14 de mayo de 2009
El embarazo explicado a los hombres

No hay tal cosa como un buen embarazo. Puede haber embarazos normales, embarazos malos, embarazos pésimos, embarazos dramáticos y, claro, está el mío. Antes de saber, de sospechar incluso, que estaba embarazada, comencé a vomitar. Y aunque dicen que se quita a los tres meses, a mí me duró hasta el final, a pesar de las inyecciones de Plasil que me clavaba en la nalga mi esposo cada mañana y cada noche, lo que trajo como consecuencia que, además de vomitar, adquiriera una leve cojera.
El sueño tampoco se quita durante nueve meses. Ni los barros, ni la sensación de que una vaca me lamía el pelo a diario. Lo que se quita es el frío perro del comienzo, que se vuelve luego un calor insoportable, como si uno se hubiera tragado un radiador. Pero mi embarazo, ante todo, fue grave por el rebote, por los mareos que sentía. Tenía que dormirme anclada, como en las peores borracheras. Claro que como borracha que se respete, un día me dieron ganas de un perro de Alonsín, repleto de salsas, papitas y queso, así que hice que mi esposo atravesara la ciudad para que me trajera uno gigante envuelto en papel aluminio. Me lo comí de tres mordiscos, pero el pequeño parásito que crecía en mí salió gourmet y devolvió todo el plato que le acababa de dar… hasta la última semilla de ajonjolí del pan.

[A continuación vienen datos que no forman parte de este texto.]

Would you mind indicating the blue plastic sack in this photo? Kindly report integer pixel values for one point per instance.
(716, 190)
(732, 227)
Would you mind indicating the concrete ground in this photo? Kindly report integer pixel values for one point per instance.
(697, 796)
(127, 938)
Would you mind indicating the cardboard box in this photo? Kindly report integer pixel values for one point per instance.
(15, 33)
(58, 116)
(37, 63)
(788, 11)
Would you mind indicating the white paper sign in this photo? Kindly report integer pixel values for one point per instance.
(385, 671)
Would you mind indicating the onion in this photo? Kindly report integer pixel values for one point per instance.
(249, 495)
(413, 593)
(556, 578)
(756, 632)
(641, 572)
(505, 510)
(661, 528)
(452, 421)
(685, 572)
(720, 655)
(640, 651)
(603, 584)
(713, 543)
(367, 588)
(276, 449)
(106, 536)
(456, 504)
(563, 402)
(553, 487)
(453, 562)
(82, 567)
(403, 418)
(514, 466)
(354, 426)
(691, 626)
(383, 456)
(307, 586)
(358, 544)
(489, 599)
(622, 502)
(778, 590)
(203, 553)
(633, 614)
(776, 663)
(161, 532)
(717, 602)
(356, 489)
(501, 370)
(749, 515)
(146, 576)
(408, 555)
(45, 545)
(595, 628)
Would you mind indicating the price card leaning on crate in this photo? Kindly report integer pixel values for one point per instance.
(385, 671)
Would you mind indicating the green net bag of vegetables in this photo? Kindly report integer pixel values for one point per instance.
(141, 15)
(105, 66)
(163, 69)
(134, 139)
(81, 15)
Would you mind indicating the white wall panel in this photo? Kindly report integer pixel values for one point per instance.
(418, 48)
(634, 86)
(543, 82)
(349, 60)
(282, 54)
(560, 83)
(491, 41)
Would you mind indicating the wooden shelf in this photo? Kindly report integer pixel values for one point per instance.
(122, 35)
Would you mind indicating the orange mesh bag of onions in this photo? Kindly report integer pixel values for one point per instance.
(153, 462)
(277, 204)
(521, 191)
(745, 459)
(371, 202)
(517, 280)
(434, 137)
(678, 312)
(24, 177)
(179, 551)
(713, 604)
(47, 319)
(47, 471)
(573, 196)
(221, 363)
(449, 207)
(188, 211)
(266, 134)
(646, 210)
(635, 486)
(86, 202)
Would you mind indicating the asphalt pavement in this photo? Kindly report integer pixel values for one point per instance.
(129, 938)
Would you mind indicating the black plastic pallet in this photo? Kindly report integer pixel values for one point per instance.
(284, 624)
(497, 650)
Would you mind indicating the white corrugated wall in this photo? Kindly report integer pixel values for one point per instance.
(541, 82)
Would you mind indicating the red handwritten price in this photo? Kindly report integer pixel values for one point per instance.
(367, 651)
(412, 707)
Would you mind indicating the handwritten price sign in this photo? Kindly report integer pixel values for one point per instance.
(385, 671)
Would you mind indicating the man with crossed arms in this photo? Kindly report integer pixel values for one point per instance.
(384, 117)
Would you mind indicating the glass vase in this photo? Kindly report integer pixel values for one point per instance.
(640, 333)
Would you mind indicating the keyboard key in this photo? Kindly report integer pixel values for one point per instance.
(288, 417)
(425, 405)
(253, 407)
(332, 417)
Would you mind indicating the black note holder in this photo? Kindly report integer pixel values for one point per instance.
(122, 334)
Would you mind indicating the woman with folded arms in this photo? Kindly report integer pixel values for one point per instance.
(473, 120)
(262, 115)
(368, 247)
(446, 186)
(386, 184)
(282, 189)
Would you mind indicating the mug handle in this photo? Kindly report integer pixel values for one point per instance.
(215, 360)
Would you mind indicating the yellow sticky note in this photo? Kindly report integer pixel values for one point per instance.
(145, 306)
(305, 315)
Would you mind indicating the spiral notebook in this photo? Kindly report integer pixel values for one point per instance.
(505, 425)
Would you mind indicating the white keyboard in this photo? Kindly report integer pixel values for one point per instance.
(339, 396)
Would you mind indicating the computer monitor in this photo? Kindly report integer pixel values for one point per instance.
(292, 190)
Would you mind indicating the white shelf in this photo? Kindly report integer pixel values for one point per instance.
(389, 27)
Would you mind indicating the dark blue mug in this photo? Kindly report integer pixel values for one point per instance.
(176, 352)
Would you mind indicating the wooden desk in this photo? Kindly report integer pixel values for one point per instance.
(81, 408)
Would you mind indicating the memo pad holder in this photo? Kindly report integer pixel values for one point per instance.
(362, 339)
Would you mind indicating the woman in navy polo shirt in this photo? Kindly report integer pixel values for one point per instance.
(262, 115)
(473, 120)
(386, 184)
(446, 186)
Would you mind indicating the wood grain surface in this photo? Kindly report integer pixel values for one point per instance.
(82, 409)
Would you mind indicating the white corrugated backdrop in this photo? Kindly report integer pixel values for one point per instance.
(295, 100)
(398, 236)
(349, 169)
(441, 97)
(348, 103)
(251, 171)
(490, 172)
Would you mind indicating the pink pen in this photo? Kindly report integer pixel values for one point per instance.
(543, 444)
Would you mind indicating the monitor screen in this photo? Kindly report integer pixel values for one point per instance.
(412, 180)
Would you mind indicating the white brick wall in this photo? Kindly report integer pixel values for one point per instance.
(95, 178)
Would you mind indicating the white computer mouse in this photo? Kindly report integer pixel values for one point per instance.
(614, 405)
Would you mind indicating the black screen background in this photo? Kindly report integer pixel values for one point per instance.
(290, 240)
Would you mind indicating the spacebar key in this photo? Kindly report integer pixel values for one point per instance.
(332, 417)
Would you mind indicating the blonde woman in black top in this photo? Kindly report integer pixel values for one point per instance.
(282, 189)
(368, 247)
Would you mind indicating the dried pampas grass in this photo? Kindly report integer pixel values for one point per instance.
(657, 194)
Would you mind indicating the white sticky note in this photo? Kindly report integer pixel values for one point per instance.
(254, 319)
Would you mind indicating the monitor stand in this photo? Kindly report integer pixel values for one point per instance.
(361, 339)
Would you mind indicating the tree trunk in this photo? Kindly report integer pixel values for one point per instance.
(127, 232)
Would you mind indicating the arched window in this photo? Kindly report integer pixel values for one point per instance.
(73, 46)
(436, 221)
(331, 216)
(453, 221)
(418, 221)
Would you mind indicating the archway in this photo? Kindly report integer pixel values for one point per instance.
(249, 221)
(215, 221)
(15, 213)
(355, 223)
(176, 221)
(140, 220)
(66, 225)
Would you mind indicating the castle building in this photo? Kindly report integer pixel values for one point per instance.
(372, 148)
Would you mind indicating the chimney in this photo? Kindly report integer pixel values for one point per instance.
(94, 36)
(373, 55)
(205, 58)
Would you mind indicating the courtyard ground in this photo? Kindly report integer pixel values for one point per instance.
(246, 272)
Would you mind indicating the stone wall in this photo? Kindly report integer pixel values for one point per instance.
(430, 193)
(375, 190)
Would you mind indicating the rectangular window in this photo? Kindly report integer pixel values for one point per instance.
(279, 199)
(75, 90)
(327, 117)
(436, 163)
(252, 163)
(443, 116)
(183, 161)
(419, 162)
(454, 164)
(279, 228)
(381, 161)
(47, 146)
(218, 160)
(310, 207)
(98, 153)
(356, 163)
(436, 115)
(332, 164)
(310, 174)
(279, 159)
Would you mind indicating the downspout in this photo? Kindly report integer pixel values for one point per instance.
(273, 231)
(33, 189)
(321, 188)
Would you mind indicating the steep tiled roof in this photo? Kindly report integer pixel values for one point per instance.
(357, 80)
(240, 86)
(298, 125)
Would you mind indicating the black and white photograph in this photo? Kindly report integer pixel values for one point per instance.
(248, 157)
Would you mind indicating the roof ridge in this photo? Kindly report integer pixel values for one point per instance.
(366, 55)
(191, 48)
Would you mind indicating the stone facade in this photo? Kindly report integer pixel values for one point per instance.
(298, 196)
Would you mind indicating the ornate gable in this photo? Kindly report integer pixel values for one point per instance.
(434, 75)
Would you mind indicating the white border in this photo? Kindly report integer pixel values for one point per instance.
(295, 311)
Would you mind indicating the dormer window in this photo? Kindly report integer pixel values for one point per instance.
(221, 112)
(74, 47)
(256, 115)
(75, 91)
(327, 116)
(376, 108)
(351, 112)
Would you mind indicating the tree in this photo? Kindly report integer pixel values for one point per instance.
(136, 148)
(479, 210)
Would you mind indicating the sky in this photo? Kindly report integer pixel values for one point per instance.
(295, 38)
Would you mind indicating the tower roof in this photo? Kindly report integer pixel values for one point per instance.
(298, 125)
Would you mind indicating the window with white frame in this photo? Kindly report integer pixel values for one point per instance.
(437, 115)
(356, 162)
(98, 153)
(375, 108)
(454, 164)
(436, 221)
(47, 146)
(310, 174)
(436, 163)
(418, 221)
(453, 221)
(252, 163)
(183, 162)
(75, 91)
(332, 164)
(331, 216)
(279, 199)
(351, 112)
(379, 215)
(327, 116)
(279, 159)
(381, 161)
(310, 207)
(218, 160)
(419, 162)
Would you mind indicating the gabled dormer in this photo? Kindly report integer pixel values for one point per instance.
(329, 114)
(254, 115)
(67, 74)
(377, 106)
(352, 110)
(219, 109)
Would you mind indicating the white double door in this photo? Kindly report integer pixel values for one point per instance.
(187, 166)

El alien (me sentía como Sigourney Weaver) tuvo gustos muy particulares desde que empezó a existir. Se moría por la uva Postobón, por el vinagre blanco Fruco, por el fresco Royal sin dulce y por los Chitos. Una vez me antojé de un consomé. No de caldo de pollo de cubito, sino de consomé de verdad. Así se lo dije a mi esposo, que salió en un aguacero a traer zanahoria, apio, pechugas de pollo y huevos. Dos horas después me trajo el caldo humeante y yo le vomité encima. A mi esposo, no al caldo.
Un par de meses más tarde (cuando el psicoanalista lo convenció de que me perdonara y el Santo Padre empezó su proceso de canonización), le pedí otra comida. Esta vez era una carne en bistec, pero quería que hiciera todo el procedimiento y que al final tirara la carne a la basura y sirviera el resto (la cebolla, el tomate, el vinagre) sobre una cama de arroz blanco. En esta ocasión vomité encima de la comida, pero igual le salpicó a mi marido.
A los cinco meses, curiosamente, el vómito pasó a un segundo plano porque vino otra obsesión: ordenar. Todos los días abría la nevera y limpiaba la caja plástica donde van los huevos. Quién sabe por qué, pero experimentaba una enorme afinidad con las gallinas y me preocupaba mucho que los huevos estuvieran sobre una superficie sucia. A veces me sentía como si fuera a parir un pollo.
El vómito siguió, claro, pero a eso se sumó la incontinencia. Yo estornudaba y me orinaba. Me reía y me orinaba. Caminaba y me orinaba. Me agachaba y me orinaba. Y así transcurrieron mis días, hasta que al séptimo mes ocurrió el milagro. No el niño, que nació después, sino el milagro de engordarme como una crispeta a pesar de no haber comido nada más que vinagre durante 200 días. No me volví a vestir de negro porque temía que la gente me confundiera con un sofá y se me sentara encima.
No solo era gigante, sino que crecía a diario. Parecía un soufflé. Se me hinchaban las manos, los pies, las piernas, los ojos. Me salió celulitis en la barriga, en el culo y en los brazos. Las tetas adoloridas se me llenaron de estrías, igual que la panza, a pesar de que para prevenirlo me había echado tanto aceite de coco que ya olía como si fuera una playa en Santa Marta (y tenía el mismo tamaño). Después vino lo mejor: romper fuente. No es como en las películas, que la protagonista grita "ayayayay", se coge la panza y sale para la clínica. No. Al romper fuente, uno se orina (mucho más que siempre). Y el niño escoge dónde ocurre este dichoso acontecimiento, que, por supuesto, será en un lugar muy concurrido y, valga la redundancia, embarazoso. Un comité directivo, un TransMilenio, un trancón o una misa de muerto son algunas de las opciones preferidas. Pero esto apenas empieza, porque, como decía mi mamá, un embarazo es una enfermedad que dura nueve meses, pero tiene una convalecencia que dura toda la vida.